Home / Romansa / Well, Hello Again, Mr. CEO! / Mabuk, Menyesal, dan Malu Setengah Mati

Share

Mabuk, Menyesal, dan Malu Setengah Mati

Author: pinkblush
last update Last Updated: 2025-01-30 23:11:13

"Di tengah kekacauan, sering kali takdir bekerja dengan caranya sendiri untuk menyambung kembali cerita yang pernah terputus."

***

Langit malam itu terasa lebih gelap dari biasanya. Mauryn berjalan tanpa arah di trotoar yang sepi, udara dingin menusuk kulitnya meskipun dia telah mengenakan blazer dengan bahan tebal. Langkahnya tidak stabil. Bukan karena mabuk, tetapi karena beban pikiran yang mengaburkan pikirannya.
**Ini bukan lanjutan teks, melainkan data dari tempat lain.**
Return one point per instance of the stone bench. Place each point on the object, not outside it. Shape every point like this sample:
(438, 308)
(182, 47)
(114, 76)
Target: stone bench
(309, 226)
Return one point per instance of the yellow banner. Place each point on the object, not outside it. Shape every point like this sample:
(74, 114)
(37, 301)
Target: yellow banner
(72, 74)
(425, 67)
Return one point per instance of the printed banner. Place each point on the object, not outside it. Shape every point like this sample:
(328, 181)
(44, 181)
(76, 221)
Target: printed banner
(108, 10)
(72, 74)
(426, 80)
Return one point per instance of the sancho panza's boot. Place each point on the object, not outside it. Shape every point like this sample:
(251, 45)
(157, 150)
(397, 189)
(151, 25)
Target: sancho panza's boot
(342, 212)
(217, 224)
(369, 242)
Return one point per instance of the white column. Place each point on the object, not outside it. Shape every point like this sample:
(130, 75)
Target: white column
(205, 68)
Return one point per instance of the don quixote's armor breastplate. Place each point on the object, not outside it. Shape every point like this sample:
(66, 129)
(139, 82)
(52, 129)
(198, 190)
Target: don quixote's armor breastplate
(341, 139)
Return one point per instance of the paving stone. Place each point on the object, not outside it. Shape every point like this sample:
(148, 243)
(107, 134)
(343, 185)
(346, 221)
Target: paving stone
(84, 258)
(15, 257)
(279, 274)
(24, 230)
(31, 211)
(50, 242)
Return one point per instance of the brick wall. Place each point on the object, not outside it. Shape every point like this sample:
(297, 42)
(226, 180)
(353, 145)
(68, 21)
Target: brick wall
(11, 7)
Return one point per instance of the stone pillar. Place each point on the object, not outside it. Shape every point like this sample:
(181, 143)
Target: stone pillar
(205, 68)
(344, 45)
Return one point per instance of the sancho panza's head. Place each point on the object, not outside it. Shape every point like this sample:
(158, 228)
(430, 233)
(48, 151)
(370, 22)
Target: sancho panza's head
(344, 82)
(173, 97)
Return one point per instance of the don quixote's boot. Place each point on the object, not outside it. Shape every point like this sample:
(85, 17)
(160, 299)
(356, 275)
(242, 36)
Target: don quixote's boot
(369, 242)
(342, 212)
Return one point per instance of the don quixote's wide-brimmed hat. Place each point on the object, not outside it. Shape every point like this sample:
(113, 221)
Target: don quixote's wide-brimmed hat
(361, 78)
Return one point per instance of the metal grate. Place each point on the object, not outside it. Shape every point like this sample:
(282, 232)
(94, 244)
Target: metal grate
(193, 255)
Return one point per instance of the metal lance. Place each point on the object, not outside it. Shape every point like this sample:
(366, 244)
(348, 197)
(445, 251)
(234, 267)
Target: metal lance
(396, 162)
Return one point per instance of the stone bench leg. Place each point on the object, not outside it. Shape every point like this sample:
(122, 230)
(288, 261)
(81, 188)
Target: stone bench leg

Bayangan Evan dan wanita itu di sofa terus menghantui pikirannya, berputar seperti film yang diputar ulang tanpa henti.

"Sial! Kenapa semuanya harus terjadi malam ini, sih?" Mauryn menggerutu, mencoba mengabaikan rasa sakit di dadanya. Sabtu malam yang terasa begitu mengerikan.

Dia berhenti di depan sebuah kelab malam dengan papan neon berwarna biru dan merah yang berkedip-kedip. Nama tempat itu, Eclipse, bersinar terang seperti memanggilnya untuk masuk. Mauryn tidak pernah menjadi orang yang suka menghabiskan malam di tempat seperti ini, tetapi malam ini berbeda. Dia butuh pelarian. Dia butuh sesuatu yang bisa membungkam suara hatinya.

Tanpa berpikir panjang, Mauryn melangkah masuk. Suara dentuman musik EDM langsung menyambutnya, bersama aroma alkohol yang menyengat. Lampu-lampu strobo berwarna-warni berkedip-kedip, menciptakan suasana yang membuat semuanya terasa seperti mimpi.

"Persetan dengan Evan," gumam Mauryn dengan suara yang nyaris tenggelam oleh kerasnya suara musik.

Dia melangkah ke bar, memesan minuman pertama, kemudian yang kedua, dan seterusnya. Rasa pahit alkohol perlahan membuat pikirannya mengabur, menggantikan rasa sakit yang ada menjadi sebuah kehangatan yang sebenarnya ... semu.

Di tengah keramaian, Mauryn ikut menari bersama orang-orang asing. Tubuhnya bergerak mengikuti irama musik, mencoba melepaskan semua beban yang menekan dadanya. Dia tertawa, bercanda dengan beberapa orang, seolah-olah dia benar-benar menikmati malam itu.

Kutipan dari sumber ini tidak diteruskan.